Alle officieele stukken zullen worden overgelegd en de geheele procesvoering zal worden gehouden in het Engelsch, Fransch en Russisch, alsmede in de taal van den verdachte. Het proces-verbaal zal in de taal van het land, waar de Rechtbank zitting hoeft, worden vertaald voor zoover als de Rechtbank dit in het belang van het recht en de openbare meening wenschelijk acht.

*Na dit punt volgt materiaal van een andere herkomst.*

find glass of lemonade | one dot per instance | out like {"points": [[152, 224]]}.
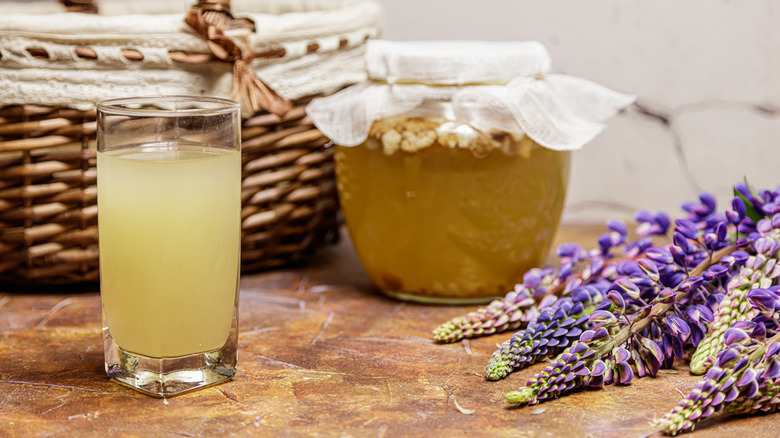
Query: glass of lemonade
{"points": [[169, 201]]}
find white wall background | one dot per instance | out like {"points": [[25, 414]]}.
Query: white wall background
{"points": [[706, 73]]}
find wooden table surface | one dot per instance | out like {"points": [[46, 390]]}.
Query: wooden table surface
{"points": [[320, 353]]}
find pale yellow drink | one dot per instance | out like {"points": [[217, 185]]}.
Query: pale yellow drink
{"points": [[169, 234]]}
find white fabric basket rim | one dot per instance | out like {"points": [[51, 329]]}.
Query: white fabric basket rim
{"points": [[65, 79]]}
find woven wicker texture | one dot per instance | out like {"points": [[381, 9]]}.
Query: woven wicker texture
{"points": [[48, 193], [48, 210]]}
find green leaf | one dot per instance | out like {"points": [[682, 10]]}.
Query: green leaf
{"points": [[751, 211]]}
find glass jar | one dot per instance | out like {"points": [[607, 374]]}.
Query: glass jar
{"points": [[439, 211], [452, 162]]}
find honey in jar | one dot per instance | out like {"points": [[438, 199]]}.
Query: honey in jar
{"points": [[452, 164]]}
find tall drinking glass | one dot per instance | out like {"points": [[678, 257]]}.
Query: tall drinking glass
{"points": [[169, 178]]}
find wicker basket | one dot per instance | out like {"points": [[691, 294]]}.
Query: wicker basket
{"points": [[48, 211]]}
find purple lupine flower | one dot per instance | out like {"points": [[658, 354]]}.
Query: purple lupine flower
{"points": [[554, 329]]}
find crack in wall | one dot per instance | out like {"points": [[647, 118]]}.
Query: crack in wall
{"points": [[667, 118]]}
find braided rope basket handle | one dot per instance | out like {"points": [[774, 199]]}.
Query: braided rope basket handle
{"points": [[209, 19]]}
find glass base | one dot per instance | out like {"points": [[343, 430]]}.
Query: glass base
{"points": [[167, 377], [428, 299]]}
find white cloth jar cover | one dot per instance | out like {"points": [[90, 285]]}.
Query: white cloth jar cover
{"points": [[501, 86]]}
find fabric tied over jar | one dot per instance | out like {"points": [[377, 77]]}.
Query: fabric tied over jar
{"points": [[504, 86], [452, 162]]}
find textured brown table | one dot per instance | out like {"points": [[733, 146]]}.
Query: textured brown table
{"points": [[321, 353]]}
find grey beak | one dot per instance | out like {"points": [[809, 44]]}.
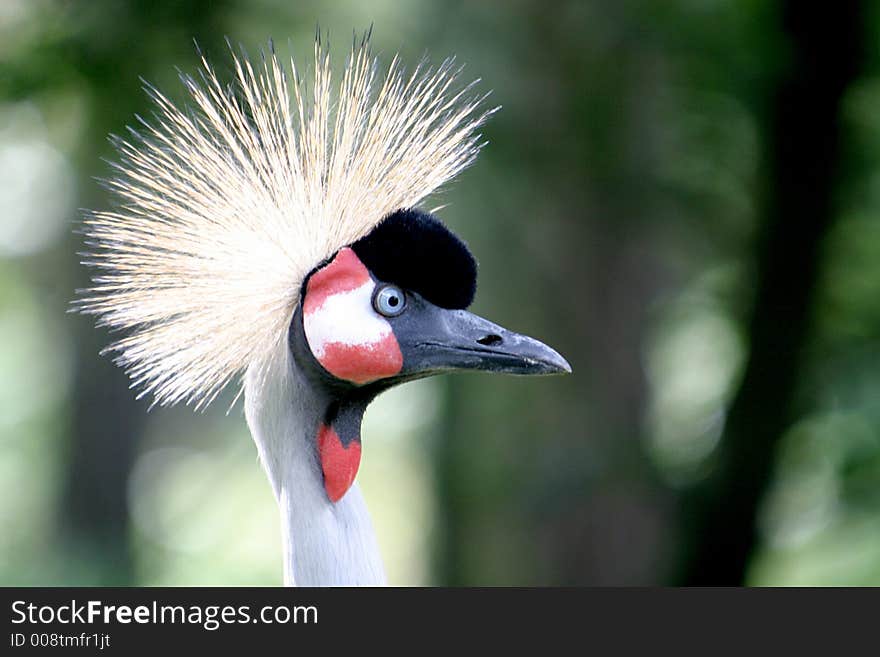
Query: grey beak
{"points": [[436, 339]]}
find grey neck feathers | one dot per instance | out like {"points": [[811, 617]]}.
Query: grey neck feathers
{"points": [[325, 543]]}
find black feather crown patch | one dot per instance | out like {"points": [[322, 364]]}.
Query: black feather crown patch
{"points": [[413, 249]]}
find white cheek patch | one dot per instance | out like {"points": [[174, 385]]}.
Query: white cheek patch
{"points": [[346, 318]]}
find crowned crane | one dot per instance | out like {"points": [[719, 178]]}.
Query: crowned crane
{"points": [[271, 234]]}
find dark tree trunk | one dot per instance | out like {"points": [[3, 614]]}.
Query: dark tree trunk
{"points": [[803, 149]]}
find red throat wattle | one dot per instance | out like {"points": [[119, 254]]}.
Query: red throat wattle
{"points": [[338, 462]]}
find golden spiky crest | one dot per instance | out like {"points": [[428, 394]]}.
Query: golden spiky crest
{"points": [[227, 205]]}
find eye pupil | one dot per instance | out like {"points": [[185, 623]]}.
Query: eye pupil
{"points": [[389, 301]]}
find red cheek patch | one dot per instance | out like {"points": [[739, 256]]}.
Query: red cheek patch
{"points": [[345, 334], [345, 273], [339, 463], [363, 363]]}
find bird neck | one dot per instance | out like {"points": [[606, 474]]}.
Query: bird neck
{"points": [[325, 543]]}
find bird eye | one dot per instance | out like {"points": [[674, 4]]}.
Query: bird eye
{"points": [[389, 301]]}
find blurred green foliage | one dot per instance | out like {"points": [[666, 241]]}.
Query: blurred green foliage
{"points": [[615, 214]]}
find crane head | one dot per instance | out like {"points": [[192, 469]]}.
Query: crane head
{"points": [[391, 308]]}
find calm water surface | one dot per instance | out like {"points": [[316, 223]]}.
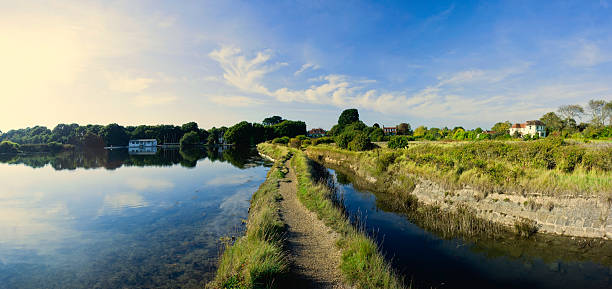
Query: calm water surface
{"points": [[431, 261], [121, 219]]}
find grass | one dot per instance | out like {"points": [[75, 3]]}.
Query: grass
{"points": [[257, 260], [546, 167], [362, 264]]}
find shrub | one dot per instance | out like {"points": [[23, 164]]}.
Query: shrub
{"points": [[295, 143], [360, 142], [190, 138], [326, 139], [9, 147], [343, 139], [398, 142], [281, 140]]}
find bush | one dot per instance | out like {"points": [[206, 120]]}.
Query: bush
{"points": [[281, 140], [326, 139], [295, 143], [190, 138], [9, 147], [343, 139], [360, 142], [398, 142]]}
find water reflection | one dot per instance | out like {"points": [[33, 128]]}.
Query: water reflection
{"points": [[111, 219], [429, 259]]}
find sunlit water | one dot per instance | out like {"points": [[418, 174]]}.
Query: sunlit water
{"points": [[120, 220], [429, 261]]}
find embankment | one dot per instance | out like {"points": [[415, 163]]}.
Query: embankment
{"points": [[361, 263], [407, 177]]}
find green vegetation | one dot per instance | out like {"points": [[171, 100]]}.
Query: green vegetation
{"points": [[547, 166], [257, 260], [362, 264], [190, 138], [9, 147]]}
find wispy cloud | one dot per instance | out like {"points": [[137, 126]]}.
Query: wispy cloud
{"points": [[235, 100], [440, 99], [305, 67]]}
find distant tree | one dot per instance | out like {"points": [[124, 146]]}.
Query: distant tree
{"points": [[420, 131], [404, 129], [572, 111], [272, 120], [190, 138], [190, 126], [360, 142], [502, 127], [607, 112], [114, 134], [348, 116], [376, 134], [597, 111], [289, 128], [398, 142], [240, 134], [552, 122]]}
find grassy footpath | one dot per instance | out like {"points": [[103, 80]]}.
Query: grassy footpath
{"points": [[362, 265], [257, 260], [547, 167]]}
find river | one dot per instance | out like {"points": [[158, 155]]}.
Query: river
{"points": [[119, 219], [427, 260]]}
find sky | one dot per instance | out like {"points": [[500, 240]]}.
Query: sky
{"points": [[432, 63]]}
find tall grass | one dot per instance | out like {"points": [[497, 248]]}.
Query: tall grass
{"points": [[362, 264], [257, 260], [547, 167]]}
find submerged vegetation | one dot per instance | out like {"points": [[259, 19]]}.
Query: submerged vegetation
{"points": [[257, 260], [362, 264]]}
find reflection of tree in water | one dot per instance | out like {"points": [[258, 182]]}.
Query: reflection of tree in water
{"points": [[113, 159]]}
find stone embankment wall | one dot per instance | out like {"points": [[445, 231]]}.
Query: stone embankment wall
{"points": [[570, 216]]}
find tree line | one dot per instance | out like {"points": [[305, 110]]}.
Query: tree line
{"points": [[242, 134]]}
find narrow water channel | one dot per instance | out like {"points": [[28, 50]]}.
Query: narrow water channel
{"points": [[427, 260]]}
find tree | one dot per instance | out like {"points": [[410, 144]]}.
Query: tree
{"points": [[552, 122], [190, 126], [114, 134], [404, 129], [572, 111], [597, 111], [607, 110], [289, 128], [348, 116], [420, 131], [190, 138], [360, 142], [398, 142], [272, 120], [240, 134], [502, 127]]}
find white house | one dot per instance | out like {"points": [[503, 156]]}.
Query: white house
{"points": [[143, 143], [531, 127]]}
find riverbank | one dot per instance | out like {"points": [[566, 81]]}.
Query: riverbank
{"points": [[361, 263], [470, 206]]}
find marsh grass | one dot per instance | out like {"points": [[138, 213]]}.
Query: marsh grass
{"points": [[258, 259], [546, 167], [362, 264]]}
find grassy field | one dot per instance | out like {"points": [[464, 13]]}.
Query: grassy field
{"points": [[362, 265], [547, 167], [257, 260]]}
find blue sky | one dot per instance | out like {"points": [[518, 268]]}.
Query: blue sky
{"points": [[433, 63]]}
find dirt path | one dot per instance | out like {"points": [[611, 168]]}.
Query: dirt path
{"points": [[314, 256]]}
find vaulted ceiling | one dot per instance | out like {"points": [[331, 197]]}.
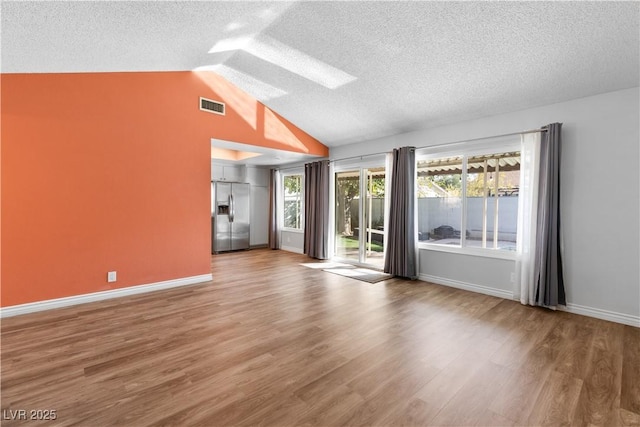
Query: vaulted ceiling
{"points": [[346, 71]]}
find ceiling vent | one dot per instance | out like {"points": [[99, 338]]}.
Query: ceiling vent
{"points": [[211, 106]]}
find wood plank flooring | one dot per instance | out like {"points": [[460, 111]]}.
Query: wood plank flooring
{"points": [[270, 342]]}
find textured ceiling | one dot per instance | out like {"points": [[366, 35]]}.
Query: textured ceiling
{"points": [[347, 71]]}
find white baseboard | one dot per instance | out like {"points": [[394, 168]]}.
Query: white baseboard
{"points": [[292, 249], [582, 310], [501, 293], [598, 313], [32, 307]]}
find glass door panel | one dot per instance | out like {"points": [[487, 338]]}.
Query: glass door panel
{"points": [[360, 208], [348, 215], [375, 181]]}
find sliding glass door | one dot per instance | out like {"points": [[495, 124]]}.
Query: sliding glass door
{"points": [[359, 215]]}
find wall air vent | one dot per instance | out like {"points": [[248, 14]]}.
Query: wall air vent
{"points": [[211, 106]]}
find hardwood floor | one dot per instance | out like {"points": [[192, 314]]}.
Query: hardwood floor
{"points": [[270, 342]]}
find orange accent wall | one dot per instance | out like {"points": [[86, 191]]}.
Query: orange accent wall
{"points": [[111, 171]]}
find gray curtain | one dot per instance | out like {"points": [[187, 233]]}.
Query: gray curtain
{"points": [[548, 259], [316, 204], [273, 210], [400, 251]]}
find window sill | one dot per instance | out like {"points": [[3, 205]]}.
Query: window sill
{"points": [[479, 252]]}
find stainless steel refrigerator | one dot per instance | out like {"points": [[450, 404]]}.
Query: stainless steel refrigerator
{"points": [[229, 216]]}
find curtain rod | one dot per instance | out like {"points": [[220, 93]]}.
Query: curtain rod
{"points": [[434, 146]]}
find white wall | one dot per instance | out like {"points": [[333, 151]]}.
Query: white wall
{"points": [[600, 158]]}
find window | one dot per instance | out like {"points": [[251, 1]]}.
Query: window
{"points": [[469, 200], [292, 191]]}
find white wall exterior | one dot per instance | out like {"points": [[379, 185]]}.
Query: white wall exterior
{"points": [[600, 158]]}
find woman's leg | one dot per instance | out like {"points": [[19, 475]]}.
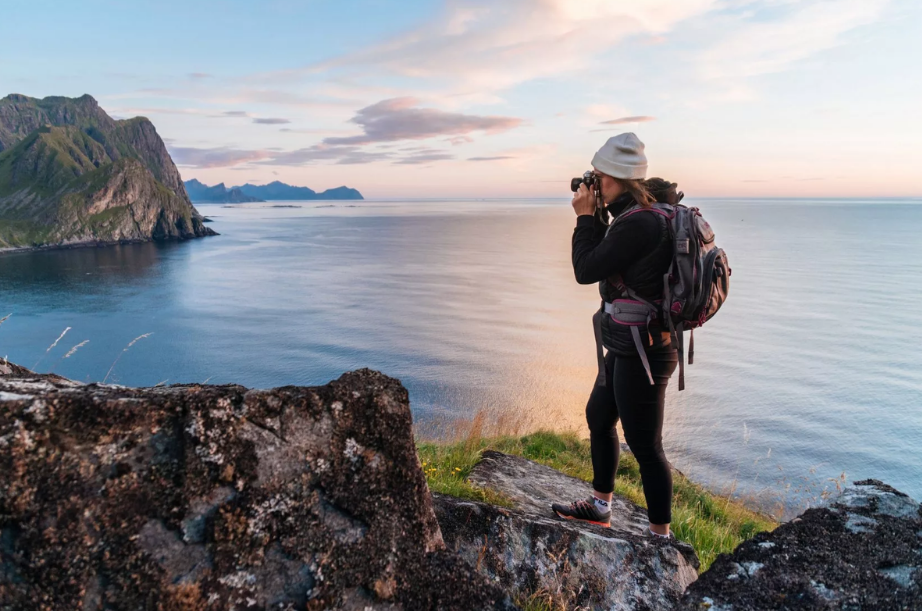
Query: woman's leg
{"points": [[602, 416], [641, 408]]}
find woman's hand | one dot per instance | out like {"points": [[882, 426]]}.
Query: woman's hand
{"points": [[584, 201]]}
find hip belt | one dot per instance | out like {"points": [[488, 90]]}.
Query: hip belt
{"points": [[630, 313]]}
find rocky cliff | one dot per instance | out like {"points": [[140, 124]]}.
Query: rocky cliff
{"points": [[70, 174], [196, 497], [863, 551], [220, 498]]}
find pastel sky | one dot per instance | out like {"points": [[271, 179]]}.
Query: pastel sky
{"points": [[497, 98]]}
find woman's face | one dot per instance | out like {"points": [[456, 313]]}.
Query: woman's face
{"points": [[609, 187]]}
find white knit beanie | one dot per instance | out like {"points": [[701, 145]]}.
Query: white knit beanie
{"points": [[622, 157]]}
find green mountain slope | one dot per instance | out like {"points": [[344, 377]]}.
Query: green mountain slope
{"points": [[70, 174]]}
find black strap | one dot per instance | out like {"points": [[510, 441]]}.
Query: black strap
{"points": [[681, 348], [597, 330], [635, 332]]}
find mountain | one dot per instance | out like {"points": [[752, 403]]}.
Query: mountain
{"points": [[274, 191], [70, 174], [218, 194]]}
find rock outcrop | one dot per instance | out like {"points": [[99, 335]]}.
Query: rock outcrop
{"points": [[194, 497], [864, 551], [71, 175], [527, 549]]}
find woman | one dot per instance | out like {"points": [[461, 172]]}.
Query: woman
{"points": [[634, 254]]}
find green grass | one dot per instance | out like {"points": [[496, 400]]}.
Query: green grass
{"points": [[712, 524]]}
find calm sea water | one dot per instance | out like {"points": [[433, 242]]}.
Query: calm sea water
{"points": [[812, 368]]}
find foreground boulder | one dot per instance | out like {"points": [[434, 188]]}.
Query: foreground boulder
{"points": [[862, 552], [218, 497], [528, 551]]}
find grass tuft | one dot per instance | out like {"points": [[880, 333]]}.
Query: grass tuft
{"points": [[711, 523]]}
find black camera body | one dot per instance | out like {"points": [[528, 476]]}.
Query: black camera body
{"points": [[590, 180]]}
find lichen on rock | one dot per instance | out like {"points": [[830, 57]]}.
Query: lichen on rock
{"points": [[219, 497], [863, 551]]}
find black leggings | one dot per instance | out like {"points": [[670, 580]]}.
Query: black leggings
{"points": [[629, 395]]}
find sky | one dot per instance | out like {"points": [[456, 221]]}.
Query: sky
{"points": [[497, 98]]}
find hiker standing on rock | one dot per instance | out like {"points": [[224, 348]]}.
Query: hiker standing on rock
{"points": [[629, 260]]}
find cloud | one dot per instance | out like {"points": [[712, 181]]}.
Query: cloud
{"points": [[484, 45], [400, 119], [623, 120], [805, 28], [347, 155], [425, 158], [214, 157]]}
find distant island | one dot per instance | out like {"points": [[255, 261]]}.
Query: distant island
{"points": [[71, 175], [274, 191]]}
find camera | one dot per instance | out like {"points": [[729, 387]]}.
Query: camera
{"points": [[589, 178]]}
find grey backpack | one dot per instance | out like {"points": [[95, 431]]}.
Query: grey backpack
{"points": [[694, 288]]}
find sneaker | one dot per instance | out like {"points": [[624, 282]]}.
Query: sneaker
{"points": [[584, 510]]}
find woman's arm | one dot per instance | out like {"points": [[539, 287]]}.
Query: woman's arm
{"points": [[595, 259]]}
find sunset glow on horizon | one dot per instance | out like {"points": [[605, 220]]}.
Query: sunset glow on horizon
{"points": [[471, 98]]}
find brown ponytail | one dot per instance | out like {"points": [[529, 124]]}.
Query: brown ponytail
{"points": [[638, 189]]}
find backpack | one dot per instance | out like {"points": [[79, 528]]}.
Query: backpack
{"points": [[695, 286]]}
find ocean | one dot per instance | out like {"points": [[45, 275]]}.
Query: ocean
{"points": [[810, 374]]}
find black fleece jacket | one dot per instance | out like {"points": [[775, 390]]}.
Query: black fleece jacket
{"points": [[597, 256]]}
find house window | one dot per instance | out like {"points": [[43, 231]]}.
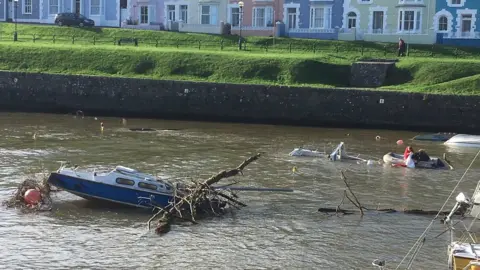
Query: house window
{"points": [[235, 16], [124, 181], [94, 7], [53, 7], [208, 15], [443, 24], [144, 15], [409, 20], [378, 21], [184, 13], [263, 17], [171, 12], [27, 7], [466, 24], [352, 20], [292, 19], [147, 186], [320, 17]]}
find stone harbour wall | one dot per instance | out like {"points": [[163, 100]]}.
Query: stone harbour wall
{"points": [[125, 97]]}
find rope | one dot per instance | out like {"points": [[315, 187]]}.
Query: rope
{"points": [[422, 237]]}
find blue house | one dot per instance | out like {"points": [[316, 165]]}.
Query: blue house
{"points": [[313, 18], [103, 12], [455, 22]]}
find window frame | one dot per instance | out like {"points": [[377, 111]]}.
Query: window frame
{"points": [[148, 186], [125, 179]]}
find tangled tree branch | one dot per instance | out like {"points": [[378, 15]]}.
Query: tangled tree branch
{"points": [[190, 200]]}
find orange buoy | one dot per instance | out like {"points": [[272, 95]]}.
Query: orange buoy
{"points": [[32, 196]]}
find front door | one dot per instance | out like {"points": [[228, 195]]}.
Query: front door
{"points": [[292, 18], [78, 6], [378, 21], [466, 25], [11, 10]]}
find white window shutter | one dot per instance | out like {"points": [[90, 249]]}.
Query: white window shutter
{"points": [[213, 15]]}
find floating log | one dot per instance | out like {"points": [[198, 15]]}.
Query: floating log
{"points": [[330, 210], [190, 200]]}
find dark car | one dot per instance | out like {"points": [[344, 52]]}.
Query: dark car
{"points": [[73, 19]]}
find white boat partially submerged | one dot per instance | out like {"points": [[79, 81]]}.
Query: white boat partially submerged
{"points": [[464, 140], [338, 153], [301, 152]]}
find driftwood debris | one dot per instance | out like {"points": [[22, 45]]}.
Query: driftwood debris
{"points": [[361, 209], [198, 198], [18, 198]]}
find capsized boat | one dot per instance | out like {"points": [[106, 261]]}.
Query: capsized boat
{"points": [[338, 153], [432, 163], [435, 137], [301, 152], [464, 140], [122, 185]]}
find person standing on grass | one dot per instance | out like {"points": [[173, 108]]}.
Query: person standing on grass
{"points": [[401, 47]]}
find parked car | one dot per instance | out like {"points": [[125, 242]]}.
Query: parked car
{"points": [[73, 19]]}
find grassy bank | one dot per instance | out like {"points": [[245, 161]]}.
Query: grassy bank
{"points": [[199, 57], [414, 74], [47, 34]]}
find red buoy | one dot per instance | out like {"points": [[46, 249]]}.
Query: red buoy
{"points": [[32, 196]]}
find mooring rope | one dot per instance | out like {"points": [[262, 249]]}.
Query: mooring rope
{"points": [[421, 239]]}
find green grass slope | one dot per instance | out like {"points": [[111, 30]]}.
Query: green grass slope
{"points": [[27, 33], [171, 64], [325, 68]]}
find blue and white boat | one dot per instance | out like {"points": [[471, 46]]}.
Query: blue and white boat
{"points": [[122, 185]]}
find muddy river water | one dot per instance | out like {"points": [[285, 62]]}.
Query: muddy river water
{"points": [[275, 231]]}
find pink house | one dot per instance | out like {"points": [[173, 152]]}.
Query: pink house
{"points": [[256, 18]]}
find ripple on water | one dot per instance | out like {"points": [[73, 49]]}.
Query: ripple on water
{"points": [[275, 231]]}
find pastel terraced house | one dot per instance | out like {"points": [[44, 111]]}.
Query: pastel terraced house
{"points": [[389, 20], [201, 16], [313, 18], [255, 18], [103, 12], [456, 22]]}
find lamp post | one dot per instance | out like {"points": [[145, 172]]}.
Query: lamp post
{"points": [[15, 35], [240, 5]]}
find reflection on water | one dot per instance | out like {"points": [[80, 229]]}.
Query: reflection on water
{"points": [[276, 230]]}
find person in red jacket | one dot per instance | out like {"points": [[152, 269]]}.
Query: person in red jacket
{"points": [[407, 152]]}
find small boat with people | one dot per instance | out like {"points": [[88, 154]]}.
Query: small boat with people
{"points": [[122, 185], [464, 140], [411, 159]]}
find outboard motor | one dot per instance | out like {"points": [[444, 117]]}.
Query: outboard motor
{"points": [[421, 155]]}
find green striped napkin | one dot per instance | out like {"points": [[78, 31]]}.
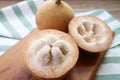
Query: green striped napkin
{"points": [[18, 20]]}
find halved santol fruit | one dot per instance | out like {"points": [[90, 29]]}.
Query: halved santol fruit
{"points": [[50, 54], [90, 33], [54, 14]]}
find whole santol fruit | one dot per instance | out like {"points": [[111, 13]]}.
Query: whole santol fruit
{"points": [[54, 14]]}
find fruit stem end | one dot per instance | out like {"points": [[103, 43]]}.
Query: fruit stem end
{"points": [[58, 2]]}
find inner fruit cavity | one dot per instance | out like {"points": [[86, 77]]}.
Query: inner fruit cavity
{"points": [[91, 32], [49, 51]]}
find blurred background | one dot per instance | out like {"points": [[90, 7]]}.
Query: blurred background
{"points": [[112, 6]]}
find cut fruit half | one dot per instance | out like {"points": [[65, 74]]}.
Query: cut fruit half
{"points": [[50, 54], [91, 33]]}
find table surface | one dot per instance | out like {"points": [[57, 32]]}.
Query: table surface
{"points": [[112, 6]]}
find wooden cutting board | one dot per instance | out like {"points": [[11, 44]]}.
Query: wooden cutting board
{"points": [[13, 68]]}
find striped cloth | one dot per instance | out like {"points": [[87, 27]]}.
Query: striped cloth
{"points": [[18, 20]]}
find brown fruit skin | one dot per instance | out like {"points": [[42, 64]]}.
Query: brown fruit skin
{"points": [[53, 16]]}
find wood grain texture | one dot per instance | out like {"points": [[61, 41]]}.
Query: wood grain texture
{"points": [[12, 65], [112, 6]]}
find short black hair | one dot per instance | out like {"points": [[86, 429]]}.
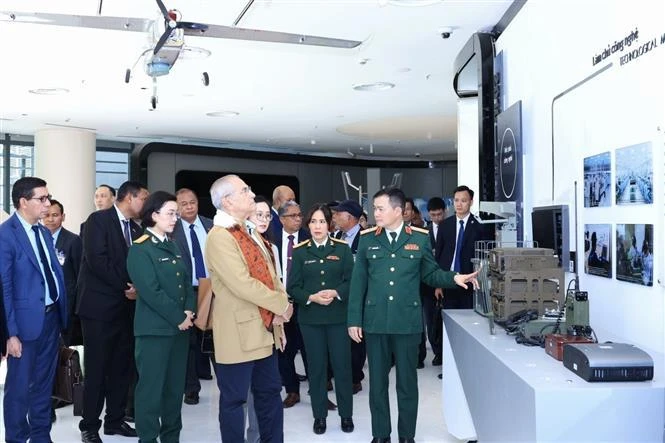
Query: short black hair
{"points": [[395, 196], [462, 189], [24, 187], [55, 202], [153, 204], [109, 187], [129, 187], [323, 207], [436, 203], [262, 199]]}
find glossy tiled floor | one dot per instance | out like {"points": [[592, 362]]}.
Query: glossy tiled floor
{"points": [[200, 421]]}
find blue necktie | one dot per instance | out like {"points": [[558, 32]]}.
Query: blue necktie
{"points": [[126, 233], [48, 271], [458, 248], [196, 253]]}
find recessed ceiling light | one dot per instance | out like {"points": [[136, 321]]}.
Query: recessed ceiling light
{"points": [[378, 86], [49, 91], [223, 114]]}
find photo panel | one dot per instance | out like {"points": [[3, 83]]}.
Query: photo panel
{"points": [[598, 250], [634, 254], [634, 175], [598, 180]]}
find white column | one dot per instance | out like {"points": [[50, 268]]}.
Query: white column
{"points": [[65, 158], [467, 145]]}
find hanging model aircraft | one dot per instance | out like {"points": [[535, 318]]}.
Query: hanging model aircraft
{"points": [[168, 37]]}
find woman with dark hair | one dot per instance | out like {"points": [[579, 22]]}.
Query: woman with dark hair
{"points": [[165, 308], [319, 282]]}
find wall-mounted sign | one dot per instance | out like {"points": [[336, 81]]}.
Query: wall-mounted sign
{"points": [[508, 160]]}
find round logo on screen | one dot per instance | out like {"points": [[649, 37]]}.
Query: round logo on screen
{"points": [[508, 163]]}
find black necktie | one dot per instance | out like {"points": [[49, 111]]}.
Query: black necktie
{"points": [[48, 271], [126, 233], [196, 253], [289, 253], [458, 248]]}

VI. Oordeel en vonnis.[bewerken]

Artikel 26

Het oordeel van de Rechtbank betreffende de schuld of de onschuld van een verdachte zal de redenen aangeven, waarop het is gegrond; het zal definitief zijn en niet vatbaar voor herziening.

Artikel 27

De Rechtbank zal het recht hebben een verdachte, wanneer deze schuldig wordt bevonden, de doodstraf of een zoodanige andere straf op te leggen als zij zal beslissen, dat rechtvaardig is.

Artikel 28

Boven iedere straf, die door de Rechtbank wordt opgelegd, zal de Rechtbank het recht hebben aan den schuldig bevonden persoon gestolen goederen te ontnemen, en te bevelen, dat deze goederen worden afgeleverd aan den Raad van Toezicht voor Duitschland.

Artikel 29

Ingeval van schuld zullen de vonnissen worden ten uitvoer gelegd overeenkomstig de bevelen van den Raad van Toezicht voor Duitschland, die te allen tijde de vonnissen kan verzachten of anderszins wijzigen, maar die niet de gestrengheid daarvan kan vermeerderen. Indien de Raad van Toezicht voor Duitschland, nadat een verdachte schuldig is bevonden en een vonnis over hem is uitgesproken, nieuw bewijs ontdekt, waarop naar zijn oordeel een nieuwe beschuldiging tegen hem zou kunnen worden gegrond, zal de Raad dienovereenkomstig rapporteeren aan het Comité, dat ingesteld is krachtens art. 14 van dit Handvest, opdat dit Comité zoo zal optreden als het, in aanmerking genomen de belangen van het recht, gewenscht zal oordeelen.

VII. Kosten[bewerken]

Artikel 30

De kosten van de Rechtbank en van de processen zullen door de Onderteekenaars worden geboekt op rekening van de fondsen, bestemd voor het in stand houden van den Raad van Toezicht voor Duitschland.